16 août 2016
Une étudiante de Mont-Saint-Hilaire ouvre une maison des jeunes
Par: L'Oeil Régional
Les cinq étudiantes québécoises derrière le projet de la maison de jeunes.

Les cinq étudiantes québécoises derrière le projet de la maison de jeunes.

Charlotte Bellehumeur a mis sur pied une maison de jeunes en Indonésie.

Charlotte Bellehumeur a mis sur pied une maison de jeunes en Indonésie.

La maison des jeunes TAVAS a été inaugurée à la mi-juillet.

La maison des jeunes TAVAS a été inaugurée à la mi-juillet.

Une jeune étudiante de Mont-Saint-Hilaire vient d’ouvrir une maison pour les jeunes dans une petite communauté d’Indonésie frappée par des conditions de vie difficiles.

Charlotte Bellehumeur et quatre de ses amies sont installées depuis près de quatre mois dans le village Tanjung Pasir, à une quarantaine de kilomètres de la capitale Jakarta. C’est leur deuxième séjour dans cette localité d’environ 3000 habitants.

Les cinq étudiantes du Cégep Marie-Victorin s’étaient rendues en Indonésie dans le cadre d’une session d’immersion à l’étranger, il y a deux ans.

Tombées amoureuses de la communauté et de leurs familles d’accueil, elles ont décidé d’aider un ami indonésien à mettre sur pied une maison pour enfants et adolescents.

«C’était un de ses plus grands rêves d’avoir ça. Il était déjà bon avec les enfants. Il donnait des cours de musique dehors. Il n’avait juste pas les moyens», a raconté par facetime Charlotte Bellehumeur.  

Une campagne de financement s’est alors enclenchée. Pendant un an et demi, le quintette a pu récolter 6500$ grâce à différentes activités de financement organisées au Québec.

Le gouvernement indonésien n’a donné aucune aide financière. Aucune organisation non gouvernementale (ONG) n’est aussi impliquée dans le projet. Mais les jeunes femmes se sont alliées avec un organisme local.

Toxicomanie

La maison des jeunes loge dans un petit local que les cinq Québécoises ont rénové avec l’argent amassé.

L’organisme accueille par jour en moyenne une cinquantaine de jeunes âgés de 5 à 15 ans, depuis son ouverture à la fin juillet. La maison offre entre autres des cours d’anglais, des jeux libres et des instruments de musique pour monter des spectacles.

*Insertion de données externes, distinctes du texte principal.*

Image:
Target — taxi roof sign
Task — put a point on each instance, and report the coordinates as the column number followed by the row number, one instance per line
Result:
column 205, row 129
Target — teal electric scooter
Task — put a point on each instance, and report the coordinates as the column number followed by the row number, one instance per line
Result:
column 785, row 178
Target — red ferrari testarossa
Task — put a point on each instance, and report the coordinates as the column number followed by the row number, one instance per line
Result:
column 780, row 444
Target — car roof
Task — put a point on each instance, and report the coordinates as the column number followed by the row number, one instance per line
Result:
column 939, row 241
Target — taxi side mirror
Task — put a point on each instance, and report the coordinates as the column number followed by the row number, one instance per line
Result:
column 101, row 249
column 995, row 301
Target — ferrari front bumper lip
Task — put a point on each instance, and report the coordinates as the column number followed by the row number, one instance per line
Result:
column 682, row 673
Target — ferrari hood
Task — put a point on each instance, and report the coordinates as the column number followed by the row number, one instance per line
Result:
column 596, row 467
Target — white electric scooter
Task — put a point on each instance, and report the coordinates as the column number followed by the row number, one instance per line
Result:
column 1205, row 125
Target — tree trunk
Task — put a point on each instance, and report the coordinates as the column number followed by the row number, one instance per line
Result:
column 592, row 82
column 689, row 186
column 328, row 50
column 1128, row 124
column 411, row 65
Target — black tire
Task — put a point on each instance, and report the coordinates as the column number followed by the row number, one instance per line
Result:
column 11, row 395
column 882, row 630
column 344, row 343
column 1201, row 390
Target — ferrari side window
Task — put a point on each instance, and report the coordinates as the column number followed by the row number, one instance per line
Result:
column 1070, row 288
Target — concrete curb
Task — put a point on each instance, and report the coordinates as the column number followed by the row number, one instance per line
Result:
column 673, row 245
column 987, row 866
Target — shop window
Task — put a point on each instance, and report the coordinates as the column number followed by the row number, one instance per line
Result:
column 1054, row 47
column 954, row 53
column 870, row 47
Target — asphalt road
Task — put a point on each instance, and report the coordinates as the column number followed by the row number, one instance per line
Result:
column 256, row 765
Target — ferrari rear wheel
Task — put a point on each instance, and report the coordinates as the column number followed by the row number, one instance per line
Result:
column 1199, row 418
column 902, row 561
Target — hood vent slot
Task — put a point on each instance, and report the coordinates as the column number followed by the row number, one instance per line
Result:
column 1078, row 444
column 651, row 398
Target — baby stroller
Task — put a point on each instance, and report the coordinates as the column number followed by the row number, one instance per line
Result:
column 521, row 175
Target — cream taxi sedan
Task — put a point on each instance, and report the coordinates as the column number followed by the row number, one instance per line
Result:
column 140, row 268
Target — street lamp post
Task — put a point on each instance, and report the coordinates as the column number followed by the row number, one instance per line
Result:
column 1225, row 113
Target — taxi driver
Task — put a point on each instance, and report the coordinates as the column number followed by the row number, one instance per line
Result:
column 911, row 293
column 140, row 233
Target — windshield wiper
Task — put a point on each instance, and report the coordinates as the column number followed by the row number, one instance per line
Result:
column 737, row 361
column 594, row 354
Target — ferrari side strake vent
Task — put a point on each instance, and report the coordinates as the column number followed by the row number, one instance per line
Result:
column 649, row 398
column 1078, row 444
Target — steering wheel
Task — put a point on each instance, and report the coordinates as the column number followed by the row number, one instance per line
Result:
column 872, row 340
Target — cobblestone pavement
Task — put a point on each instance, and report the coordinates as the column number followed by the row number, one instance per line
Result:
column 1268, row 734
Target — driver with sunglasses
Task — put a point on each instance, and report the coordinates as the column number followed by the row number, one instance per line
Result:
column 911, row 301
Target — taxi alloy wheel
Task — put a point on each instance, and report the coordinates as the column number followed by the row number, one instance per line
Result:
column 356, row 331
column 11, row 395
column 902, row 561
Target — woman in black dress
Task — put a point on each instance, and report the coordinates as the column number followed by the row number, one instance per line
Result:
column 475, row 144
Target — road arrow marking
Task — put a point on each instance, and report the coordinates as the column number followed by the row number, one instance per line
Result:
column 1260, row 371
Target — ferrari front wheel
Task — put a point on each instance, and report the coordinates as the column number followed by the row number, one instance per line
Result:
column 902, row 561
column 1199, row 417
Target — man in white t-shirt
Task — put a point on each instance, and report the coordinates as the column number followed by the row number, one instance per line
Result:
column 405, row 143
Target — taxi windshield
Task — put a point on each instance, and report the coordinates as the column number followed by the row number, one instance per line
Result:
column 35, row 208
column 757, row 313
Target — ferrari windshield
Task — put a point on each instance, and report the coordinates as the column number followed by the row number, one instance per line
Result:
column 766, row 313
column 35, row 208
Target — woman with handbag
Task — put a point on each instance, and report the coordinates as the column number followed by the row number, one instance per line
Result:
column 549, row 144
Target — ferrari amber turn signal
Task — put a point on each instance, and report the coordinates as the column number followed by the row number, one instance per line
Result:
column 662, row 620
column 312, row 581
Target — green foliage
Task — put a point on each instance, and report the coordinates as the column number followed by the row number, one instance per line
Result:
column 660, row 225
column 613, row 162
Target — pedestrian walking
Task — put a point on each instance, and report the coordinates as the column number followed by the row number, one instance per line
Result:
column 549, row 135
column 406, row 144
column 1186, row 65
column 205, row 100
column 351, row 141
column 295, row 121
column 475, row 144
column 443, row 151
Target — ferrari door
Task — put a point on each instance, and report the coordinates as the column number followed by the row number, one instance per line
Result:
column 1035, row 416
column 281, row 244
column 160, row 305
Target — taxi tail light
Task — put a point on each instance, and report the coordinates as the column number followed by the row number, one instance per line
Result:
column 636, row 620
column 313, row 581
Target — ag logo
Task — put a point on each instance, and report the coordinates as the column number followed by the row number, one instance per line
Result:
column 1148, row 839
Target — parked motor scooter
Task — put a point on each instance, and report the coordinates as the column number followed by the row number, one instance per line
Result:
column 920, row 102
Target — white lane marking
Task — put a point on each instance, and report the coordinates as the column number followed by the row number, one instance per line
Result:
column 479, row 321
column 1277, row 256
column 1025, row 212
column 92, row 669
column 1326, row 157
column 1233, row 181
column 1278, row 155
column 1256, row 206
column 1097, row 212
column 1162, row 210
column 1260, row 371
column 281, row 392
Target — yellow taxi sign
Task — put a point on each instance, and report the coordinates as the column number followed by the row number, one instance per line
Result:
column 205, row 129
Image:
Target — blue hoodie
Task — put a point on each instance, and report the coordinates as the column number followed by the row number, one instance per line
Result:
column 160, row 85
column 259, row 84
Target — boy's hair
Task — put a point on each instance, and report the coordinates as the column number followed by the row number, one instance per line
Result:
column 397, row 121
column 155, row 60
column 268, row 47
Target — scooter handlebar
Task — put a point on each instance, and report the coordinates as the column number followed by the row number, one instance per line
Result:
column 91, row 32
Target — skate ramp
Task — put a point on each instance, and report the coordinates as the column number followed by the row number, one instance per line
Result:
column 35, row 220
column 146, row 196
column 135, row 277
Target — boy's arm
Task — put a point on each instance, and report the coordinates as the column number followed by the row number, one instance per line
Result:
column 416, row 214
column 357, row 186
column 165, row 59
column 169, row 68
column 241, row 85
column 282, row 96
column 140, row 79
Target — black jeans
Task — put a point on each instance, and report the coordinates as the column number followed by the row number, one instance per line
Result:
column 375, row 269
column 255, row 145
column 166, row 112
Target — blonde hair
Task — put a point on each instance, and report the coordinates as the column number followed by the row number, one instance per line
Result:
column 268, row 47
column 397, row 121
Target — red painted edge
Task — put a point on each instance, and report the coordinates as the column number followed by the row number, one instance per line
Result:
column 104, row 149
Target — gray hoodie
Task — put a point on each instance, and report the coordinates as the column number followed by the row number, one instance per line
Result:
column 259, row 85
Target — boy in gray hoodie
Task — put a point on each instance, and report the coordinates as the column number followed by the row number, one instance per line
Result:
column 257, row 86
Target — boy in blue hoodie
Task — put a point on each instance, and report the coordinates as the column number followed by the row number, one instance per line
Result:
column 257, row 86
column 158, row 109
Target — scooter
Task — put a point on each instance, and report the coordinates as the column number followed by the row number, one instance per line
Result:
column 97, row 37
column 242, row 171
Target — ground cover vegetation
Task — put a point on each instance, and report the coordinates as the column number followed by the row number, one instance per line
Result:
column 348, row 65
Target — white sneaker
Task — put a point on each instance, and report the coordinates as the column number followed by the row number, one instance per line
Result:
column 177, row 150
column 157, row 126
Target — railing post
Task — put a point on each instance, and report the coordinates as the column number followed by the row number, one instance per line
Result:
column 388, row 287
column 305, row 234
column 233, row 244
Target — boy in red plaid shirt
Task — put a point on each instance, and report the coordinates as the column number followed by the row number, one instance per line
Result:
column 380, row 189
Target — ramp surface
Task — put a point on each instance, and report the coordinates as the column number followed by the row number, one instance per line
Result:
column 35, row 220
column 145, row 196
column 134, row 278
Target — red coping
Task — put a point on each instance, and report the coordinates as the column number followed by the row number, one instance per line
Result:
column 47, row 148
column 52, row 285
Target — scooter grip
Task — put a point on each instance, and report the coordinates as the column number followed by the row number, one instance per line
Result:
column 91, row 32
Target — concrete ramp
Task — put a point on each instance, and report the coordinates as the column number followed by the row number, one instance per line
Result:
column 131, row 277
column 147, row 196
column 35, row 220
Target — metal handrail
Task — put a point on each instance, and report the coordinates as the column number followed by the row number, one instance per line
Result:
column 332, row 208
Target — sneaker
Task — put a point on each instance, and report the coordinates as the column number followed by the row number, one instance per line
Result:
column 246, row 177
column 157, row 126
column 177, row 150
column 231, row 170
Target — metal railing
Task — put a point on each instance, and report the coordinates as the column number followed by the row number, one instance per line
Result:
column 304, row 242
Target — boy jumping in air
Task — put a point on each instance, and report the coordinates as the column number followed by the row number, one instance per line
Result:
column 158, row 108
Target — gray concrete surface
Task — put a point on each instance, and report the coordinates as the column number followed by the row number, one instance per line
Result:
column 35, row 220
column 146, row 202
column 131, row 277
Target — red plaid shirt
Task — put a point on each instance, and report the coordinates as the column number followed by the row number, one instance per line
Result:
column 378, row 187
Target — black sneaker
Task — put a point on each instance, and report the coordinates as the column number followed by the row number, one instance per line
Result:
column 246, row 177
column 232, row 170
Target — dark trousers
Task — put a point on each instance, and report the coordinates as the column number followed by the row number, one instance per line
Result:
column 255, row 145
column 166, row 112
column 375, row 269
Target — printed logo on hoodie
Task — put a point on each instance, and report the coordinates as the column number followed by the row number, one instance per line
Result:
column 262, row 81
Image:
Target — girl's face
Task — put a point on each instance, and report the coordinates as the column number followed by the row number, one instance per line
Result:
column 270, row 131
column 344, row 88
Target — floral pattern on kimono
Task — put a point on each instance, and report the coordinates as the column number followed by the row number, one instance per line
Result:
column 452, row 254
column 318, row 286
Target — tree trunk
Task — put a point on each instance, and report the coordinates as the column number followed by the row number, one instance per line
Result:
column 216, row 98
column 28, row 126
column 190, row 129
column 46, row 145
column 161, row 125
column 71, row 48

La communauté, qui vit principalement de la pêche, est durement touchée par la pauvreté, le décrochage scolaire et la toxicomanie chez les jeunes, expose Charlotte Bellehumeur.

«Ils ont beaucoup de temps libre le soir dans la rue. […] Et il y’en a beaucoup, beaucoup, beaucoup qui vont prendre de la drogue ou de l’alcool tous les jours», relate l’étudiante de 20 ans.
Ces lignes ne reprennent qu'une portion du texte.